In their new study, published online ahead of print December 13th in Proceedings of the National Academy of Sciences, Huang and graduate student Yu Fu used a sophisticated imaging method called two-photon microscopy to observe synapse validation for the first time in living cortical circuits. They focused on a particular type of inhibitory neurones, called GABAergic because they communicate via neurotransmitters called GABA (gamma-aminobutyric acid).

'The question is: how can you form synapses with the right partners?' says Huang, 'and what mechanism is involved to achieve the necessary specificity?' Some have proposed that nerve cells secrete some kind of repulsive or attractive molecules. 'But when you are in the cortex, the distance between different potential partners is so minute - it's inconceivable that kind of mechanism could work.'

'It's more plausible that the cortical neurone's strategy is to initiate synapse formation with almost any nearby target and then to test it, by trying to communicate using synaptic transmission,' Huang explains. 'Most of these tentative connections don't prove to be correct and will be eliminated. Only those between functionally compatible neurones will be validated and strengthened.'

Building upon the knowledge that cellular 'glues,' in the form of cell-adhesion molecules called neurexins and neuroligins, are needed to make a preliminary connection, Huang and Fu observed in live cortical circuits precisely how they interacted. 'They work like a zipper: two neurones - called pre-synaptic and post-synaptic - are touching; there are adhesion molecules coming from both sides, and they actually lock,' Huang says.

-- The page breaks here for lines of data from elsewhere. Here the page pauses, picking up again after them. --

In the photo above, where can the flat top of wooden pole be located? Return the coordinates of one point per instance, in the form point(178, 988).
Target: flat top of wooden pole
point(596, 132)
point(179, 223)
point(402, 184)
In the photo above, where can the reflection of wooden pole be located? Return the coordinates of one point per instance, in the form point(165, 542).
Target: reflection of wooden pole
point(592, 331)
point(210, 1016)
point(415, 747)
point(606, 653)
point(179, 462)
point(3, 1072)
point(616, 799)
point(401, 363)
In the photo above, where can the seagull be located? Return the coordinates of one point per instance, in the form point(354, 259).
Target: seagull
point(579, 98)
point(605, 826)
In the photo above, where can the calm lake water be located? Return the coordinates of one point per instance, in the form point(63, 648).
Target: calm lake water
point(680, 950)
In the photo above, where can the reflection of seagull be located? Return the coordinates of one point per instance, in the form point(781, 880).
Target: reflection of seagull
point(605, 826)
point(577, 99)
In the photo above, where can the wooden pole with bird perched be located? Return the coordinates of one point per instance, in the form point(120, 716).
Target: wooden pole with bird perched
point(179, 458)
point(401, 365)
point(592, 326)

Their key finding concerns the steps that occur following this preliminary zippering: the presynaptic neurone sends a quantity of neurotransmitter across to the prospective partner. But how does this neurotransmission get translated into molecular adhesion? Huang and Fu looked closely at neurexins, proteins that interact with neuroligins to form the zipper that holds synapses together. They found for the first time that two forms of neurexin, called alpha and beta, have very different properties, and respond in different ways to neural activity.

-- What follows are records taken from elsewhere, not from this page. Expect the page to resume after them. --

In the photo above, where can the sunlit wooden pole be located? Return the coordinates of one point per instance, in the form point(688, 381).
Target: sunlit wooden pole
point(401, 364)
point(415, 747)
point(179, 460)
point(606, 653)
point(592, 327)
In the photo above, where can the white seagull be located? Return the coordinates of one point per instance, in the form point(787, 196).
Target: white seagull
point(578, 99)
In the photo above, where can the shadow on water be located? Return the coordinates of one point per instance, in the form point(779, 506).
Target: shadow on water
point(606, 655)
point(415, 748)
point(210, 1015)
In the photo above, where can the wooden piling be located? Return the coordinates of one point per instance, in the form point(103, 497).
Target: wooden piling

'The alpha neurexin molecule seems to be acting like a search engine,' says Huang. Widely distributed along an axon, 'it's searching everything.' When it finds a potential partner, it then couples to the neurotransmitter machinery and the presynaptic cell begins to release neurotransmistter, to test the connection. 'If the connection is good, then the beta neurexins come in and make a much tighter lock between the two nerve cells at the new synapse.'

According to Huang, in comparatively simple model systems such as worms and flies, such connections are thought to be largely genetically hard-wired. 'But in vertebrates, delicate structures like the hippocampus and the cerebral cortex probably require a finer system, which can respond to the organism's experiences. In other words, synaptic validation and strengthening is likely to be a learning-based system.'

This suggests the connection between neurexins and other cell-adhesion molecules in the brain and neurodevelopmental disorders such as autism. A mutation in a gene called neurexin-1 and another encoding its receptor, neuroligin, have repeatedly been linked with autism in past studies. 'These genes are known to be broadly expressed in many places of the nervous system,' says Huang. 'But the question is how and why changes in these genes leads to autism. There is some evidence that these changes do alter synapses. Our study suggests that such changes in synaptic adhesion molecules can impact a particular type of GABAergic synapse that has been shown to play an important role in regulating neural network operation.'

Huang's CSHL laboratory will continue to explore the functional significance of neurexins and neuroligins in neurocircuits in living animals, and will attempt to relate changes in their expression with behaviour.